We plan and deliver people’s care and treatment with them, including what is important and matters to them. We do this in line with legislation and current evidence-based good practice and standards. 

There’s no mention of medication reviews, long-term disease management or high-risk medicine monitoring. All of these areas are inspected using specific guidance set by NICE or the CQC themselves. If a practice tried to prepare for a CQC inspection by simply using the QSs, it’s highly unlikely they’d tick all the boxes that are inspected. So then, what is the best way of keeping up to date with CQC compliance?

The prospective evidence categories have not yet been fully established, utilised or tested, so these can’t be used or relied upon when preparing for an inspection. The CQC website does provide case studies of inadequate inspection findings. However, these case studies are again disappointingly vague, and they don’t provide practices with a clear list, structure to follow, or comprehensive explanation.

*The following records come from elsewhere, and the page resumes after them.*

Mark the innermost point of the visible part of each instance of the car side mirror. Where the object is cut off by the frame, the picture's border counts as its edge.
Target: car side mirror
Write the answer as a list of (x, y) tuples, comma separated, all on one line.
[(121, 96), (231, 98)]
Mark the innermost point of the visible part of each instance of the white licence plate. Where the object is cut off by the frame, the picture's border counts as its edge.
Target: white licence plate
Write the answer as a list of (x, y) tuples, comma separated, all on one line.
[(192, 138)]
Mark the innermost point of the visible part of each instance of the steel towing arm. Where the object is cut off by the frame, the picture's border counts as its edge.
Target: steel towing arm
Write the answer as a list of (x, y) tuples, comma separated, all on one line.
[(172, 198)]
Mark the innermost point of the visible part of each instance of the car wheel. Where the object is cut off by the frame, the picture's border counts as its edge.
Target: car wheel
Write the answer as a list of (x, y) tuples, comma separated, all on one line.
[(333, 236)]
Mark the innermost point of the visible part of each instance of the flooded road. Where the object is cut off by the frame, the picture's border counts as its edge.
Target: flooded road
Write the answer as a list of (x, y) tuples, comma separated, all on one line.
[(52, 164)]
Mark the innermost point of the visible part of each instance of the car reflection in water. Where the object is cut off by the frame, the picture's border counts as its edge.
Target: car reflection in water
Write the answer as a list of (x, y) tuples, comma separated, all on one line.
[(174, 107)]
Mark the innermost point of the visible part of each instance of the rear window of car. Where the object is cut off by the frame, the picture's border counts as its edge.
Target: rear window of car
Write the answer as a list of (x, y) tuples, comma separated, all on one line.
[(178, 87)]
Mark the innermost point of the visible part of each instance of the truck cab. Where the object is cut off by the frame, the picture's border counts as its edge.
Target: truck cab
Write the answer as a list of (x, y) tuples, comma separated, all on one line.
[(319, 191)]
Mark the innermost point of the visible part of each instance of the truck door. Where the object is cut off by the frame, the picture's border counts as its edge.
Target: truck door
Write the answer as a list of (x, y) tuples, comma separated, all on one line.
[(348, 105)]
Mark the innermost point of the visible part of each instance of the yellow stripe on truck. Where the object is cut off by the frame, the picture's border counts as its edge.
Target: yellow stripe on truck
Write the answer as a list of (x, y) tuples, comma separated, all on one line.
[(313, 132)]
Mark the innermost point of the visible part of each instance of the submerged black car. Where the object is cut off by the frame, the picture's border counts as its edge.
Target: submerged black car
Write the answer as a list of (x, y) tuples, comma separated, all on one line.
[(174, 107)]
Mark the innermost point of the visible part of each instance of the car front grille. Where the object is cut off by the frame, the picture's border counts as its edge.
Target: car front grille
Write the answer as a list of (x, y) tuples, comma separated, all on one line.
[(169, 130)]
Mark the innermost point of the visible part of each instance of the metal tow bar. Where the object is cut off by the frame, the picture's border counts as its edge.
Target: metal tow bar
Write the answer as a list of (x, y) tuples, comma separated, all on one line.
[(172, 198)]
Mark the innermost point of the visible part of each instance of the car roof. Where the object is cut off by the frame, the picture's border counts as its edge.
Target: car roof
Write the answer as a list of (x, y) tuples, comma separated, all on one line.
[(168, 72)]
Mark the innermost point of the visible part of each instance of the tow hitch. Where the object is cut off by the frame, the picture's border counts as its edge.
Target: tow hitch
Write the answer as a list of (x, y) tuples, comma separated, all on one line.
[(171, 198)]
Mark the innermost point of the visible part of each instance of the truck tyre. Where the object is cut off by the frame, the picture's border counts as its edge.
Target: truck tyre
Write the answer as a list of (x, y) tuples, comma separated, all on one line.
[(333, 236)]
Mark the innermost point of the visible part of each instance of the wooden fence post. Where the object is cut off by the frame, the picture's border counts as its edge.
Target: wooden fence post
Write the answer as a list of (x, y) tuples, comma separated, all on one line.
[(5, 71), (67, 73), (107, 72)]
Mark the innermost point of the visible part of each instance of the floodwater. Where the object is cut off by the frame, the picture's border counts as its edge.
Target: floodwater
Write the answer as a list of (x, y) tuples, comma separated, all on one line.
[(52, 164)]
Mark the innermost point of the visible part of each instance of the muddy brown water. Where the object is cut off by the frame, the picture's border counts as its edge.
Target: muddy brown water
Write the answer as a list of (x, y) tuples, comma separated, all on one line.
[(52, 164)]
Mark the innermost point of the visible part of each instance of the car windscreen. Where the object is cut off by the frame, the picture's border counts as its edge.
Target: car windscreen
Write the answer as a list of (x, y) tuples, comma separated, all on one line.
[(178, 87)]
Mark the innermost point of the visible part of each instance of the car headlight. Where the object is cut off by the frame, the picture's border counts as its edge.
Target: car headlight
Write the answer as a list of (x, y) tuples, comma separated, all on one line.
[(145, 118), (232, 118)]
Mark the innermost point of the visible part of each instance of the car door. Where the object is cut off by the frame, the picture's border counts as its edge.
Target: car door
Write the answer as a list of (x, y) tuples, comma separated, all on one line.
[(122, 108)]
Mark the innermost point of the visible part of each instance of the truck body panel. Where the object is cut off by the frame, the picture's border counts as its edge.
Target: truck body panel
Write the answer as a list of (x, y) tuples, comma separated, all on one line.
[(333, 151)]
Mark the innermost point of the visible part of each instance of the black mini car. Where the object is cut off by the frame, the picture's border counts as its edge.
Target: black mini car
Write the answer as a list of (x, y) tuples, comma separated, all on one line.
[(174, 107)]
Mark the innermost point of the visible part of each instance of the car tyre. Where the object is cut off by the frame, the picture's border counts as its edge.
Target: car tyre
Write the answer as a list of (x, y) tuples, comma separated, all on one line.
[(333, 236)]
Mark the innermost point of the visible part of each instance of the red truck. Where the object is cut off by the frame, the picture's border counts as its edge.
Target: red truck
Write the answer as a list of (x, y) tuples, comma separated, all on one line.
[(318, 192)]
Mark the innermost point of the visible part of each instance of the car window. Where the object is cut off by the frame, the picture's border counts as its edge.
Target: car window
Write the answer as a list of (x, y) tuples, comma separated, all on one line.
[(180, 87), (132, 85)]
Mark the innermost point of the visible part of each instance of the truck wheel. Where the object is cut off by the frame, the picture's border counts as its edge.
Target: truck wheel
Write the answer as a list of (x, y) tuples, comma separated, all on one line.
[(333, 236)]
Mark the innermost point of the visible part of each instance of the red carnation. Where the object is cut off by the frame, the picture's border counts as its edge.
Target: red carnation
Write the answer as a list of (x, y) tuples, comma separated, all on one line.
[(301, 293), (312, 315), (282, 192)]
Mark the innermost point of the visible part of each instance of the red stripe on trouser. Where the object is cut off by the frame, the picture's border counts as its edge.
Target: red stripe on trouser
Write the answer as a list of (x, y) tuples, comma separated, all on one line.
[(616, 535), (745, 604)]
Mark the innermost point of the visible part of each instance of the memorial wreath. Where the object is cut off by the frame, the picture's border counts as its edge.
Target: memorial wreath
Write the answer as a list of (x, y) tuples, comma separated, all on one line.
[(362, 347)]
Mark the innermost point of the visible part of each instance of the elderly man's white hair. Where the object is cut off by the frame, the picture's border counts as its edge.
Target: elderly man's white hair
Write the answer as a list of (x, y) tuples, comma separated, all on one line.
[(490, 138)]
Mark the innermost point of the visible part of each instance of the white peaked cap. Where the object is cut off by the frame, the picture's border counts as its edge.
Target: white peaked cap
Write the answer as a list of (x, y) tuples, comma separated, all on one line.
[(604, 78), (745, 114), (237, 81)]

Is anyone else thinking they’ve been set up to fail?

Thankfully, there’s no need to hit the panic button just yet as Practice Index is here to help. How? Well, we offer CQC virtual training sessions through Practice Index Training which focus on CQC evidence tables. The evidence tables not only set out specific questions within each area, but they also include detailed information when a service has failed to meet regulations. So, whilst the QSs can provide some light bedtime reading, it’s recommended that the most recently published evidence tables on the CQC website are the best way to comprehend the many areas that are, and will always be, inspected by the CQC.

Whenever we talk about the CQC, there’s always a common theme (steady now!) and that is evidence. You must provide evidence to demonstrate your compliance with the regulations; but how do you do this? One way is to use CQC Manager, which is part of the Compliance Package on the HUB, as this is an ideal way to effectively collate and present all the evidence required for the CQC in one central and secure place.

Therefore, whilst there’s more change to come, we know what me must do to prepare for the changes and align our evidence accordingly, so that we’re fully prepared for an inspection, be it remote or on-site.